Even though TCS, India’s largest IT services firm, posted strong Q1 numbers, there are doubts over whether the company has returned to its former glory. Sluggish growth in the BFSI vertical, lower margins, and concerns over macro-economic headwinds seem to have spoiled the party for the company. Clearly, this is a challenging time for CEO and Managing Director N Chandrasekaran, who has had a good run since he took change in 2009. In an interview with BusinessLine , Chandrasekaran explains how he sees an opportunity even when things are not perfect. Edited excerpts:

Analysts say that your Q1 results are like a student who used to score 100/100 now scoring 90/100. It is still a great score but there are expectations of 100/100. What is your view?

Stock market and analyst rating depends on many things. It is important to keep that in mind and then manage the expectations.

That cannot be a primary driver because at the end of the day, parameters that market moves by are so complex that I don’t think anybody can figure them out all the time.

It also depends on the thesis they build. All of them have a thesis and they’ve got a model based on which they come up with multiples and price. It need not always be consistent.

Overall I’m pretty satisfied with the footprint. I also said that BFSI is muted at 1.7 per cent — in Q1 you would expect more. Yes, incrementally from Q4 to Q1 it is better but in Q1 you always expect strong BFSI. But apart from that if you see the footprint, every other vertical has gone up. Our Margin is good considering it’s Q1 and such a huge wage increase.

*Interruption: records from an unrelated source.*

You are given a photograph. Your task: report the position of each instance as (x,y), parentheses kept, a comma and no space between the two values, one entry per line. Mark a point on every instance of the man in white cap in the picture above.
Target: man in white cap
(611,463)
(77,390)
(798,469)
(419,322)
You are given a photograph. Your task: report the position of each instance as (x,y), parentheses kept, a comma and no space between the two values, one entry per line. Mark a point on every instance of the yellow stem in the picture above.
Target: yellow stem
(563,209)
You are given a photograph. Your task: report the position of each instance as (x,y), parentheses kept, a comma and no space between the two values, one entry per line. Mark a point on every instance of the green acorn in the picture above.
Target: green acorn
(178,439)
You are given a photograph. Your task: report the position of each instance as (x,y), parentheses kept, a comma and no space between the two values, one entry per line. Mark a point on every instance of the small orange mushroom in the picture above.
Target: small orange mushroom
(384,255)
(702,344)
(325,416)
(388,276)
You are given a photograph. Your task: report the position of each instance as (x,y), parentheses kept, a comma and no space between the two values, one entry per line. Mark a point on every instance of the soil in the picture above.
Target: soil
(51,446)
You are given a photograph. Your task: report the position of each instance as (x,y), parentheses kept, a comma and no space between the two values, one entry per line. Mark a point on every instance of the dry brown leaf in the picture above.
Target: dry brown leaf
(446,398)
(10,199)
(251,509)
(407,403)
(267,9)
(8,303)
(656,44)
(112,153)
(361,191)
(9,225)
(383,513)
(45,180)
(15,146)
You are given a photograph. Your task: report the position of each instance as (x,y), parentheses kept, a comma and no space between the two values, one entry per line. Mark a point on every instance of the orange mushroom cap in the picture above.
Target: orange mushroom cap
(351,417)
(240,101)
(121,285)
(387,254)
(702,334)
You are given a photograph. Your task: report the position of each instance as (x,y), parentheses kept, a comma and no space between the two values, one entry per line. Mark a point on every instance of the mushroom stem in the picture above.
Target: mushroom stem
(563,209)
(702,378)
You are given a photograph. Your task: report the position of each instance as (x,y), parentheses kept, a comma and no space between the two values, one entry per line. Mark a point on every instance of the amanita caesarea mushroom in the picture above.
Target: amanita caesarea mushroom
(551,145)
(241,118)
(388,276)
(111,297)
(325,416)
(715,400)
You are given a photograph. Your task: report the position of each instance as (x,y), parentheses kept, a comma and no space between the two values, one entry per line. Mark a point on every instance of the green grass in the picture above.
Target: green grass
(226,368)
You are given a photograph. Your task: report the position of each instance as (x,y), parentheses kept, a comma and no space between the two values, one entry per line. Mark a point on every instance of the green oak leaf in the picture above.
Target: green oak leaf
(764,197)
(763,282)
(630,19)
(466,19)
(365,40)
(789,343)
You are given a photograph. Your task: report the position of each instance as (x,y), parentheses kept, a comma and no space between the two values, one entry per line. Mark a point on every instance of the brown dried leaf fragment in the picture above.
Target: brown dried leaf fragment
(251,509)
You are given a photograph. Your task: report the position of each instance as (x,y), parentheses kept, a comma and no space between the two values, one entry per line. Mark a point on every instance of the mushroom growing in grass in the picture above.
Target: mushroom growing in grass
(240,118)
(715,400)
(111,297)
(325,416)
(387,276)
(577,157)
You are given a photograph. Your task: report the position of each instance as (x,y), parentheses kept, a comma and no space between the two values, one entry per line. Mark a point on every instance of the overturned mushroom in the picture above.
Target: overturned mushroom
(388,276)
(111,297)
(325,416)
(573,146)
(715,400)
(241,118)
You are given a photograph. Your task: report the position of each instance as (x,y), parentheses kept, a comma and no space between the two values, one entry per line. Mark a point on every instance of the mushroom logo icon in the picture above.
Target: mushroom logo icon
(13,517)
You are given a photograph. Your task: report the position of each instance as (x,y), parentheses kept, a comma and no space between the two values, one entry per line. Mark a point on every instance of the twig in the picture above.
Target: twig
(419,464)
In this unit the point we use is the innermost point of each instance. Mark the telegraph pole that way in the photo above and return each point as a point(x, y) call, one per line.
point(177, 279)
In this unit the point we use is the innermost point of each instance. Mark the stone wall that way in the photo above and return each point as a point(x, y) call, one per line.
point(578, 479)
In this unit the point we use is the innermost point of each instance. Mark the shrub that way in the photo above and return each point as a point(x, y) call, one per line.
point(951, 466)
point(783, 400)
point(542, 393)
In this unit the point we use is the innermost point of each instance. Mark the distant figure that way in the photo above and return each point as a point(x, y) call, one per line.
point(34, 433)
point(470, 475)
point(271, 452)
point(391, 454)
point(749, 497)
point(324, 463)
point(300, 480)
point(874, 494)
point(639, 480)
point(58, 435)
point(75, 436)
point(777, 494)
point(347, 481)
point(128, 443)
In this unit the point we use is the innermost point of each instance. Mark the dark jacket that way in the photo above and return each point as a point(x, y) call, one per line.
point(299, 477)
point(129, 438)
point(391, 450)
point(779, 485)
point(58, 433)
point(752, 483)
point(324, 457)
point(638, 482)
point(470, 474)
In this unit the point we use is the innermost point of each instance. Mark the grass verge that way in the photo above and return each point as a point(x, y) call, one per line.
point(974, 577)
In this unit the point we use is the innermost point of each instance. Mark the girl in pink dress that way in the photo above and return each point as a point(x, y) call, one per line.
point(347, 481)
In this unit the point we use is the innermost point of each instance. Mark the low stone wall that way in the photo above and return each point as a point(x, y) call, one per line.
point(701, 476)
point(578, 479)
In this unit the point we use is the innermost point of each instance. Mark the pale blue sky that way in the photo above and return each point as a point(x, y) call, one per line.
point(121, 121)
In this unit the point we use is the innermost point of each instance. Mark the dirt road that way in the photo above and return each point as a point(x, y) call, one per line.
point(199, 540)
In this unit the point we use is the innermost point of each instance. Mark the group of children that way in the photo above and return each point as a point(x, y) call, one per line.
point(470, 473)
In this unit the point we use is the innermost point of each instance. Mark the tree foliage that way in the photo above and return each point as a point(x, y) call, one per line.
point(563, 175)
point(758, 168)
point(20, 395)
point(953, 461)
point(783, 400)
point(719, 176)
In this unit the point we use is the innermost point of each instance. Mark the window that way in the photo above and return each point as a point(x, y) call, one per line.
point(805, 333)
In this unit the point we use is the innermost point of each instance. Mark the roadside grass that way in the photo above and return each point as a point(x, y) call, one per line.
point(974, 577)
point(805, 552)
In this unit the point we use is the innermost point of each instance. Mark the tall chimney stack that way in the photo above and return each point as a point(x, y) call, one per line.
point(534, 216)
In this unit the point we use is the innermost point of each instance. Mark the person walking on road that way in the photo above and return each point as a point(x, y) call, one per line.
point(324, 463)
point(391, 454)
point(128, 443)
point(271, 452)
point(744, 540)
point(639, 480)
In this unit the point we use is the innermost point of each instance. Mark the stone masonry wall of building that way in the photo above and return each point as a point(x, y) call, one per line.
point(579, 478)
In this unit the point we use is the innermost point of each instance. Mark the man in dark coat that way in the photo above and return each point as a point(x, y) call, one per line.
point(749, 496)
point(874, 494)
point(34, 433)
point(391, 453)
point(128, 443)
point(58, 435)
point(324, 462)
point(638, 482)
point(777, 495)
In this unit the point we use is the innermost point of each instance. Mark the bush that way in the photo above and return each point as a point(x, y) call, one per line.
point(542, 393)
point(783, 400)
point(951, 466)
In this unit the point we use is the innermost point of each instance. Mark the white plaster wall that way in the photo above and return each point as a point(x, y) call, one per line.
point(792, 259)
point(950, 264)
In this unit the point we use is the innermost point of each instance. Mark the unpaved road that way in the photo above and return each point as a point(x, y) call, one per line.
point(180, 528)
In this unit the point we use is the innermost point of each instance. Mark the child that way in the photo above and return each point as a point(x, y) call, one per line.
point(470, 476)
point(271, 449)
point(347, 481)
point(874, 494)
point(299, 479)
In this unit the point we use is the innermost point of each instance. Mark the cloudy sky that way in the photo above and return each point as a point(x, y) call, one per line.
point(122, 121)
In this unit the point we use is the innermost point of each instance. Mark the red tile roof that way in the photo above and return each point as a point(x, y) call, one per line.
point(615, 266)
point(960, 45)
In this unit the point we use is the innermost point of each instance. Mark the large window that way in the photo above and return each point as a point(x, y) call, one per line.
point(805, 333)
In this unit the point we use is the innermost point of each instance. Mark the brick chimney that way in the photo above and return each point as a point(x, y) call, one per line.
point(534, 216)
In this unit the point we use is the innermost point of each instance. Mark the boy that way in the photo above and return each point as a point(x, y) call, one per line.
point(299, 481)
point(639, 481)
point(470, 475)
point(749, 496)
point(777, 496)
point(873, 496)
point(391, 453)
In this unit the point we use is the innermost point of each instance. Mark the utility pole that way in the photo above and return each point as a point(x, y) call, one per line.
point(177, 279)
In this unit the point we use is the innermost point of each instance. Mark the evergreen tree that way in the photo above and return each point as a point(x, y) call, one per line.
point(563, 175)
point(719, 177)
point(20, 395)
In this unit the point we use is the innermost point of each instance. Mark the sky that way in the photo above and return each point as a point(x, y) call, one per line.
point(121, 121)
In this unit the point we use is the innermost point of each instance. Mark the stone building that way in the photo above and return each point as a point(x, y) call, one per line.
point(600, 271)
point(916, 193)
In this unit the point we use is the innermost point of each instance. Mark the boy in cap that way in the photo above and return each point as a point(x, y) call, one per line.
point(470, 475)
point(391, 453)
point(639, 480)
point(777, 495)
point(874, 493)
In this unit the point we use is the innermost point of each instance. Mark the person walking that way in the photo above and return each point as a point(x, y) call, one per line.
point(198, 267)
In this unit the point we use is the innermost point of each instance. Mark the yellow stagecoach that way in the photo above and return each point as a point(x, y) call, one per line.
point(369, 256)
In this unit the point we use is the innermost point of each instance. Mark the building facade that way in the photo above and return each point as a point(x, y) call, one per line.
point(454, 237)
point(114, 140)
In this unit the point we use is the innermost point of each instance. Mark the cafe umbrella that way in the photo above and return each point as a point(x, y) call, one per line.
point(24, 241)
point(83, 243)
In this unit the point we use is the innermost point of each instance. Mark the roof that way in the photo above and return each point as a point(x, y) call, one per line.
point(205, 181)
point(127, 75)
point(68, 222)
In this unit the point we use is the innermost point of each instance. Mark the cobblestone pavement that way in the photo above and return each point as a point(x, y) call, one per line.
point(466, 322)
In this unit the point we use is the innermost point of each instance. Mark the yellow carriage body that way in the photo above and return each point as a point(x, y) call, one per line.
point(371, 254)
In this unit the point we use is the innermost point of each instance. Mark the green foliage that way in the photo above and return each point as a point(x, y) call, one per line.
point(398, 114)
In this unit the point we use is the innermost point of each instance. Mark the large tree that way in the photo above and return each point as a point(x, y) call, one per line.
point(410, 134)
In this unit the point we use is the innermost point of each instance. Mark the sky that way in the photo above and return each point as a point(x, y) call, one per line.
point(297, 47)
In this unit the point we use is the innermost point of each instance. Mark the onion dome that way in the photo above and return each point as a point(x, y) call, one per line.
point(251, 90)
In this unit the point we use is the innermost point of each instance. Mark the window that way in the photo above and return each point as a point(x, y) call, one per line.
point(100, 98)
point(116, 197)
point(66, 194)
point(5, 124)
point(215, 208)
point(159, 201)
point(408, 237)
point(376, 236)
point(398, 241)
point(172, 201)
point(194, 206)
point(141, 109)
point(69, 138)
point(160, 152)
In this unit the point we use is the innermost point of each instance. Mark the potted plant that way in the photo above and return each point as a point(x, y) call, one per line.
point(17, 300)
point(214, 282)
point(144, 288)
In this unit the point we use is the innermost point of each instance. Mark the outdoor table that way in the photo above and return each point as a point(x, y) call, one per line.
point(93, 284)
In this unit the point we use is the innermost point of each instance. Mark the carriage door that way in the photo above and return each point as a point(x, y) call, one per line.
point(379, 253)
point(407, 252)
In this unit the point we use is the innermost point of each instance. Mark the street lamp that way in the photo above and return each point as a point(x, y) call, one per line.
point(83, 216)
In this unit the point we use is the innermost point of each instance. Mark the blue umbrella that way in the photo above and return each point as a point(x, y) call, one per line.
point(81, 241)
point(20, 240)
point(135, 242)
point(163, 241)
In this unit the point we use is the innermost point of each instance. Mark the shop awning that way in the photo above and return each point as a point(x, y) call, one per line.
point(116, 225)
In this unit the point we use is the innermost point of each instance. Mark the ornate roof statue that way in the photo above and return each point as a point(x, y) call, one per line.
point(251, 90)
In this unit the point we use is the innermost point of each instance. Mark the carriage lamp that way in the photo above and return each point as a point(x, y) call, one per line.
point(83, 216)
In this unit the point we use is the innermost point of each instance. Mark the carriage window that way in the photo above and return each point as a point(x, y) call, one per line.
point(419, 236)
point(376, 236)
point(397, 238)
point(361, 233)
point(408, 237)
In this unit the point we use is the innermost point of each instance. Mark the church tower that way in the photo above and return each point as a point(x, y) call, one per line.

The attrition has been fantastic. So it is a very holistic set of numbers. But headwinds — Brexit, currency — exist. We are doing fantastic in the cloud segment. We are strong leaders in infrastructure. Our job is to bring these technologies, whether it is IoT, Big Data or analytics, in light of a particular business model and that’s where we score.

In the process of transforming others’ business, how much did TCS itself have to transform?

We are transforming very significantly because when I say I have trained 165,000 people in digital in the last 15 months, it is not a small transformation. And we are transforming people the way we develop software. Because people used to do what we call a ‘waterfall model’. Now, people are developing software in an agile model.

If you go to our delivery centre, you’ll see how they sit and how they operate compared to these cubicles before. If we can’t transform ourselves, we can’t transform customers.

You talk about digital playing a big role. Many companies have started separating digital from cloud. What is your view on reporting separate cloud revenues?

You can’t. The word digital is an all encompassing word because a solution requires digital and application. They ask me: separate your application and digital revenue and cloud revenue. We can’t do that. You need to say: what’s your total composite revenue. You can’t just go by split application, split infrastructure, split cloud.

You mentioned that margins were good considering you had to absorb a wage hike. In the past, you have absorbed wage hikes and still maintained a good run rate at margins.

Q4 to Q1 there is always a drop of more than 200 basis points in constant currency and we make up some. Some quarters we have benefited.

For example, last year, same time, we were hugely currency positive. This year currency was a headwind. So, sometimes we are lucky but otherwise to manage a Q4 to Q1 drop to 100 basis points is spectacular.

Do you expect the weakness in BFSI to continue?

At the end of the day, nobody has an answer for macro events. How do you factor in Brexit; how do you factor in the US election? These are all the things we cannot factor in.

But these issues are going to get severe this year...

What it means, we have to see. Some will throw up opportunities, some will throw up challenges.

When I say Brexit, it can also throw up opportunities. The main thing is that fundamentally we have to understand where the customer is going and what is happening in the world macro and micro level that is affecting the customer’s business model.

You said you were in Europe recently where you met customers. Are customers holding back on investments while waiting for Brexit to play out?

Not yet but everyone’s watching what is going to happen. As of now, there is no pause; they are growing. But this was just 2-3 days after Brexit.

You should give it some time. In August, I will take a poll and July-end you’ll start to know. By August I will definitely know. If there’s negative news, we need to communicate.

In order to cope with the change, are you looking at acquisitions or are you trying to build everything internally?

For me, it doesn’t matter where it comes from. So, just because we don’t buy stuff, people should not think that we don’t do things.

We have a distributed team with so many people. Each unit is run by a very exceptional leader. We have an M&A group, they engage and everybody is allowed to come up with a proposal. As long as they want to buy, we encourage. But if they don’t want to buy, that’s okay, too.

In 2013, you said you want to be the best performing company, you want customers to feel where you are different and that all operating metrics should be excellent. Three years on, do you think you’ve achieved what you aimed for?

I think we are a fantastic company — all our metrics are great. All our customer metrics are world class. If you see our customer survey result, in terms of: do you think TCS is the leader or do you think TCS is a partner of choice, we get fantastic feedback.

We are number one in customer satisfaction across Europe and the US. It’s not to say we are absolutely on top of every metric. There’ll never be a situation where you are on top on every metric. But incrementally, we have gone better year on year.

I think we are doing very well but we have a distance to go. It’ll be too arrogant to say that everything is perfect.